Approximate Agreement ($\mathcal{AA}$) is a fundamental primitive that, even in the presence of Byzantine faults, allows honest parties to obtain close (but not necessarily identical) outputs that lie within the range of their inputs. While the optimal round complexity of synchronous $\mathcal{AA}$ on real values is well understood, its extension to other input spaces has remained open, with fundamental questions regarding achievable resilience and round efficiency still unresolved. In this work, we investigate the optimal round complexity of synchronous $\mathcal{AA}$ on trees under Byzantine failures. In this setting, parties hold as inputs vertices of a publicly known labeled tree $T$ and must output $1$-close vertices lying in the convex hull of the honest inputs. We present a synchronous protocol with optimal resilience and round complexity $O\left(\frac{\log D(T)}{\log \log D(T)}\right)$, where $D(T)$ denotes the diameter of the input space tree. Complementing this result, we extend impossibility results for real-valued $\mathcal{AA}$ to any graph $G$ by proving a lower bound of $Ω\left(\frac{\log D(G)}{\log \log D(G) + \log \frac{n+t}{t}}\right)$ rounds, where $n$ is the number of parties and $t$ the number of Byzantine faults. Together, these results establish the asymptotic optimality of our protocol whenever $t \in Θ(n)$. We further extend our techniques to block graphs by leveraging their clique tree structure. This yields protocols for $\mathcal{AA}$ on block graphs with optimal resilience in both the synchronous and asynchronous models, and with optimal round complexity in the synchronous model.

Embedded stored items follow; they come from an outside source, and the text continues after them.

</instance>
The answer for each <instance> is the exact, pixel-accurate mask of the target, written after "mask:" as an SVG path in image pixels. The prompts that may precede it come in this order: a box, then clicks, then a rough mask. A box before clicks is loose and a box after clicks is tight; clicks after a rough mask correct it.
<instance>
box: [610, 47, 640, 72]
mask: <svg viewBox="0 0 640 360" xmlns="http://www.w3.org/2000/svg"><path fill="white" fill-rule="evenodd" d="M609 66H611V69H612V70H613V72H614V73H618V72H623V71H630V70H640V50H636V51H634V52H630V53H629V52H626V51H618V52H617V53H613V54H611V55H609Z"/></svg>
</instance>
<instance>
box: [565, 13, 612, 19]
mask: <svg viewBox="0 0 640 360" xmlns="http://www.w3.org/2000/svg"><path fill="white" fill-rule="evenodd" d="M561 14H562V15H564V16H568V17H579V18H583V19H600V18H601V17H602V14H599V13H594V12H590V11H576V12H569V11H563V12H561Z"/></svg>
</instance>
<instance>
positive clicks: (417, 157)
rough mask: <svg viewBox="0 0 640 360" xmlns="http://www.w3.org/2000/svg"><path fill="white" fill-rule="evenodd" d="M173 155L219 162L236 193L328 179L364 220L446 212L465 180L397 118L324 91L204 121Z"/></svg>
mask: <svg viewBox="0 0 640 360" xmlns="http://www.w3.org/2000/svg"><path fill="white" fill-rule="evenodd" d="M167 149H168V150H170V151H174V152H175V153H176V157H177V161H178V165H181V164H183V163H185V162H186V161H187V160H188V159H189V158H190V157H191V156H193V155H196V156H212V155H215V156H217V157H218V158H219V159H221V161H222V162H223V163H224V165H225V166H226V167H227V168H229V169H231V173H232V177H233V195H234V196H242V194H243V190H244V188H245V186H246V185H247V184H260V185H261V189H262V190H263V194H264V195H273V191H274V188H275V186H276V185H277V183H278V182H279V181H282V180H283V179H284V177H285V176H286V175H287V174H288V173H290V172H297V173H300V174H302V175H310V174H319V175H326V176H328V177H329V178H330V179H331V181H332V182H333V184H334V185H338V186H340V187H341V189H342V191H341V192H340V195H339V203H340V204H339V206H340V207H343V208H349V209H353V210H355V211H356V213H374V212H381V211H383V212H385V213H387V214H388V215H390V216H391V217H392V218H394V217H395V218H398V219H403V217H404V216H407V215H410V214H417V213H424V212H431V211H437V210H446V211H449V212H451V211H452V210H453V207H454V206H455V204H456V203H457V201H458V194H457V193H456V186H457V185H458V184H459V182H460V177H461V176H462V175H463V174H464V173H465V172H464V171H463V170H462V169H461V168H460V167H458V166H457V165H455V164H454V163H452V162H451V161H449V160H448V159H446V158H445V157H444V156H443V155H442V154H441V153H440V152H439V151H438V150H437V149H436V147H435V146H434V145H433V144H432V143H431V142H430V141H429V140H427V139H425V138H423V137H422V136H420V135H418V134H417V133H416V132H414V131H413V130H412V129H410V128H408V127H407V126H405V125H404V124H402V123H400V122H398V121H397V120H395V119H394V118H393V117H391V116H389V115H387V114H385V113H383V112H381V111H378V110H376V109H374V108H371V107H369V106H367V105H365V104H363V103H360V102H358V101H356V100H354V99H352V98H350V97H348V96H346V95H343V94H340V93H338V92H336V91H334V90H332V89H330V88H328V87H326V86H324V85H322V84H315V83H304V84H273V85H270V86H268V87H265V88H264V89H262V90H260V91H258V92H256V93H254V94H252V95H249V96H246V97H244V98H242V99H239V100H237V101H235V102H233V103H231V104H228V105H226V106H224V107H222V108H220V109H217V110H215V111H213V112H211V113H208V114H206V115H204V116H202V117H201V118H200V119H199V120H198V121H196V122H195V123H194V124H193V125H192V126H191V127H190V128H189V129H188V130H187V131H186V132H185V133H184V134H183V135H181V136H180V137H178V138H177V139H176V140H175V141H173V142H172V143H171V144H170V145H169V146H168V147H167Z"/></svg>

翻译：近似一致（$\mathcal{AA}$）是一项基础原语，即使存在拜占庭故障，也能让诚实的参与方获得接近于（但不一定完全相同）其输入范围的输出。虽然实数值同步$\mathcal{AA}$的最优轮复杂度已被充分理解，但其在其他输入空间上的扩展仍悬而未决，关于可达弹性与轮效率的基本问题尚未解决。本文研究树结构下同步$\mathcal{AA}$在拜占庭故障场景中的最优轮复杂度。在该设定中，参与方持有公开标记树$T$的顶点作为输入，必须输出位于诚实输入凸包内且距离为$1$的顶点。我们提出同步协议，在最优弹性下达到轮复杂度$O\left(\frac{\log D(T)}{\log \log D(T)}\right)$，其中$D(T)$表示输入空间树的直径。作为补充，我们通过证明下界$\Omega\left(\frac{\log D(G)}{\log \log D(G) + \log \frac{n+t}{t}}\right)$轮（这里$n$为参与方数量，$t$为拜占庭故障数）将实数值$\mathcal{AA}$的不可能性结果扩展至任意图$G$。这些结果共同确立了在$t \in \Theta(n)$条件下协议渐近最优性。进一步，我们利用块图的团树结构扩展技术，为块图上的$\mathcal{AA}$分别设计同步和异步模型中具有最优弹性、同步模型中具有最优轮复杂度的协议。